The most shocking drop in the past two years has been Lebanon, a small multi-religious nation in the eastern Mediterranean with the highest proportion of refugees per capita in the world. The country has been in free fall since a financial crisis began in late 2019, which plunged roughly three-quarters of the population into poverty in recent months and sparked a brain drain not seen since the days of the civil war. from 1975 to 1990. That has been accelerated by the massive explosion in the port of Beirut in August 2020 that killed more than 200 people and destroyed parts of the city.
Long proud of their entrepreneurial skills, Lebanese are now struggling to get electricity, fuel or medicine, and most households can barely put together enough for their next meal.
“If you are a Lebanese civilian, you are probably more likely to die from a drug shortage in 2021 than from a bullet in the 1970s and 1980s,” said Joyce Karam, a Lebanese journalist and adjunct professor of political science at George Washington. University.
“The economic devastation is eating away at the pillars of the state in a way that is reaching the point of becoming irreversible.”
A total collapse in Lebanon could send a new wave of refugees to Europe. In Iraq, weighed down by poverty, poor infrastructure and an unresolved displacement problem, despair could lead to new violence.
It is also receiving little traction so far this year in this summer’s 11-day Gaza War, the latest round of clashes between Israel and the militant group Hamas that rules the territory. More than 4,000 homes in Gaza were destroyed or seriously damaged and 250 people died, most of them civilians. Thirteen people died in Israel.
“How many more homes will be lost? How many more children will die before the world awakens?” Jordan’s King Abdullah said in pre-recorded statements to the UN General Assembly.
While many UN General Assembly meetings in the past 10 years were characterized by a flurry of diplomatic activity to find a political solution to the crises in Middle Eastern countries, none of them are expected to feature prominently, if it does, at this year’s meetings in New York. .

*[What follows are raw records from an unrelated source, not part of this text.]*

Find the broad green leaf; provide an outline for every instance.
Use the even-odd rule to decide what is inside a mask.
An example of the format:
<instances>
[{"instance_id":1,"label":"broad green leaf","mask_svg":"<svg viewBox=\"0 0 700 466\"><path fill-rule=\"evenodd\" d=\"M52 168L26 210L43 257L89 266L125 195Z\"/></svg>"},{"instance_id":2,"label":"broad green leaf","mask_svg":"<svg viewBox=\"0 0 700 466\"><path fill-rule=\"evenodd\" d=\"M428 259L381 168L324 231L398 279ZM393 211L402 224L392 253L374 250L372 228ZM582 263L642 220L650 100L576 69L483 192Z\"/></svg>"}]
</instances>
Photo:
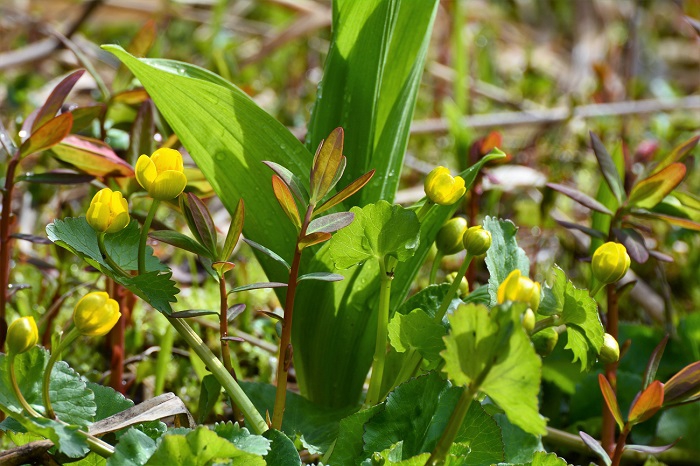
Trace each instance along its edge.
<instances>
[{"instance_id":1,"label":"broad green leaf","mask_svg":"<svg viewBox=\"0 0 700 466\"><path fill-rule=\"evenodd\" d=\"M538 411L542 361L520 324L521 306L460 306L450 316L445 337L444 371L450 380L468 386L491 366L479 390L500 406L508 419L526 432L546 433ZM505 339L505 342L503 341Z\"/></svg>"},{"instance_id":2,"label":"broad green leaf","mask_svg":"<svg viewBox=\"0 0 700 466\"><path fill-rule=\"evenodd\" d=\"M338 466L355 466L364 457L362 451L362 435L364 426L372 416L384 409L384 405L378 404L371 408L358 411L340 421L338 438L333 446L333 452L329 458L329 464Z\"/></svg>"},{"instance_id":3,"label":"broad green leaf","mask_svg":"<svg viewBox=\"0 0 700 466\"><path fill-rule=\"evenodd\" d=\"M635 184L630 192L629 204L641 209L652 209L664 197L681 184L685 178L685 165L672 163Z\"/></svg>"},{"instance_id":4,"label":"broad green leaf","mask_svg":"<svg viewBox=\"0 0 700 466\"><path fill-rule=\"evenodd\" d=\"M231 421L217 422L214 424L214 432L219 437L233 443L238 449L253 453L254 455L266 455L270 451L270 441L262 435L253 435L245 427Z\"/></svg>"},{"instance_id":5,"label":"broad green leaf","mask_svg":"<svg viewBox=\"0 0 700 466\"><path fill-rule=\"evenodd\" d=\"M294 442L283 432L269 429L263 434L265 438L272 441L272 448L265 455L265 463L279 466L301 466L301 458L297 452Z\"/></svg>"},{"instance_id":6,"label":"broad green leaf","mask_svg":"<svg viewBox=\"0 0 700 466\"><path fill-rule=\"evenodd\" d=\"M269 411L272 413L275 404L274 386L263 383L241 382L241 388L243 388L259 412ZM303 435L309 445L313 445L317 451L325 452L337 437L340 420L355 411L355 409L355 407L342 409L323 408L296 393L288 391L282 432L290 437Z\"/></svg>"},{"instance_id":7,"label":"broad green leaf","mask_svg":"<svg viewBox=\"0 0 700 466\"><path fill-rule=\"evenodd\" d=\"M261 456L238 449L233 443L203 426L187 435L164 435L146 465L207 466L215 459L232 459L230 464L239 466L265 465Z\"/></svg>"},{"instance_id":8,"label":"broad green leaf","mask_svg":"<svg viewBox=\"0 0 700 466\"><path fill-rule=\"evenodd\" d=\"M283 164L294 174L309 173L312 157L299 140L243 91L207 70L169 60L139 60L114 45L103 48L143 84L226 209L234 212L243 198L255 212L246 219L245 236L291 259L296 231L292 224L279 222L270 171L262 162ZM286 280L284 268L256 254L270 280Z\"/></svg>"},{"instance_id":9,"label":"broad green leaf","mask_svg":"<svg viewBox=\"0 0 700 466\"><path fill-rule=\"evenodd\" d=\"M175 302L178 289L170 279L167 267L146 248L146 271L142 275L123 277L114 272L102 258L97 246L97 234L85 221L85 217L54 220L46 227L49 239L68 249L103 274L131 290L158 311L170 314L171 302ZM105 236L105 248L114 261L124 270L138 269L139 227L136 220L122 231ZM164 273L162 273L164 272Z\"/></svg>"},{"instance_id":10,"label":"broad green leaf","mask_svg":"<svg viewBox=\"0 0 700 466\"><path fill-rule=\"evenodd\" d=\"M451 386L436 372L399 385L387 397L384 409L365 424L365 458L401 441L401 459L432 451L461 393L461 388ZM476 401L469 406L455 442L470 445L464 464L503 461L501 431Z\"/></svg>"},{"instance_id":11,"label":"broad green leaf","mask_svg":"<svg viewBox=\"0 0 700 466\"><path fill-rule=\"evenodd\" d=\"M155 440L140 430L131 428L119 437L114 455L107 459L107 466L143 466L155 451Z\"/></svg>"},{"instance_id":12,"label":"broad green leaf","mask_svg":"<svg viewBox=\"0 0 700 466\"><path fill-rule=\"evenodd\" d=\"M19 148L20 157L49 149L68 137L73 126L73 115L63 113L50 119L34 131Z\"/></svg>"},{"instance_id":13,"label":"broad green leaf","mask_svg":"<svg viewBox=\"0 0 700 466\"><path fill-rule=\"evenodd\" d=\"M484 219L484 230L491 233L491 247L486 252L486 268L489 270L489 294L491 304L496 304L498 286L513 270L519 269L523 276L530 275L530 260L518 246L515 235L518 227L510 220L494 217Z\"/></svg>"},{"instance_id":14,"label":"broad green leaf","mask_svg":"<svg viewBox=\"0 0 700 466\"><path fill-rule=\"evenodd\" d=\"M553 267L551 285L544 286L540 314L559 315L566 324L566 349L574 353L574 362L581 361L581 371L590 370L603 346L603 324L598 305L588 291L578 289L557 265Z\"/></svg>"},{"instance_id":15,"label":"broad green leaf","mask_svg":"<svg viewBox=\"0 0 700 466\"><path fill-rule=\"evenodd\" d=\"M376 168L354 205L394 198L437 4L333 2L331 49L307 147L315 150L342 127L349 157L340 185Z\"/></svg>"},{"instance_id":16,"label":"broad green leaf","mask_svg":"<svg viewBox=\"0 0 700 466\"><path fill-rule=\"evenodd\" d=\"M370 258L399 262L410 258L419 244L420 223L415 212L386 201L353 207L355 221L330 241L336 267L347 269Z\"/></svg>"},{"instance_id":17,"label":"broad green leaf","mask_svg":"<svg viewBox=\"0 0 700 466\"><path fill-rule=\"evenodd\" d=\"M424 359L434 362L440 359L440 351L445 348L442 341L445 327L421 309L408 314L397 312L389 322L388 330L391 346L399 353L413 349Z\"/></svg>"},{"instance_id":18,"label":"broad green leaf","mask_svg":"<svg viewBox=\"0 0 700 466\"><path fill-rule=\"evenodd\" d=\"M211 259L211 252L209 252L204 246L178 231L158 230L150 232L148 236L156 241L167 243L171 246L175 246L176 248L184 249L185 251L197 254L198 256L209 257Z\"/></svg>"}]
</instances>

“Western actors feel out of ideas and energy in terms of focusing high-level attention on putting the region on a better path, particularly given the broader global challenges,” Barnes-Dacey said.
A combination of war exhaustion, donor fatigue and a long list of other global problems has pushed Syria, Yemen and other Middle East conflicts to the back burner, with world leaders seemingly resigned to living with shattered and divided nations. in the foreseeable future.
In his first speech to the UN General Assembly on Tuesday, President Joe Biden did not mention the serious crises in the Arab world, focusing instead on the global problems of the COVID-19 pandemic, climate change, tensions with China. and the withdrawal of the United States from Afghanistan.
Karam, the Lebanese journalist, said that Biden’s team has their hands full between COVID-19, leaving Afghanistan and heading towards Asia.
“But they run the risk of letting these crises escalate and are forced to intervene later when they get out of control or threaten the interests of the United States,” he said.
Still, analysts say that neither Europe nor the West can afford to ignore the economic implosion that is occurring in the Middle East.
“For Europe, that much of its eastern and southern border becomes a major crisis arc is, above all, a missed opportunity of staggering magnitude,” said Heiko Wimmen, Iraq, Syria and Lebanon project director at the International Crisis. Group. He said destabilization will be projected in Europe and, to a lesser degree due to distance, in the United States, fueling despair, migration and instability while at the same time giving momentum and credibility to far-right ideological tendencies.
He said that while the United States may want to leave the region, Europeans cannot afford that luxury.
“You can’t be sure if your neighbors’ house is on fire,” Wimmen said.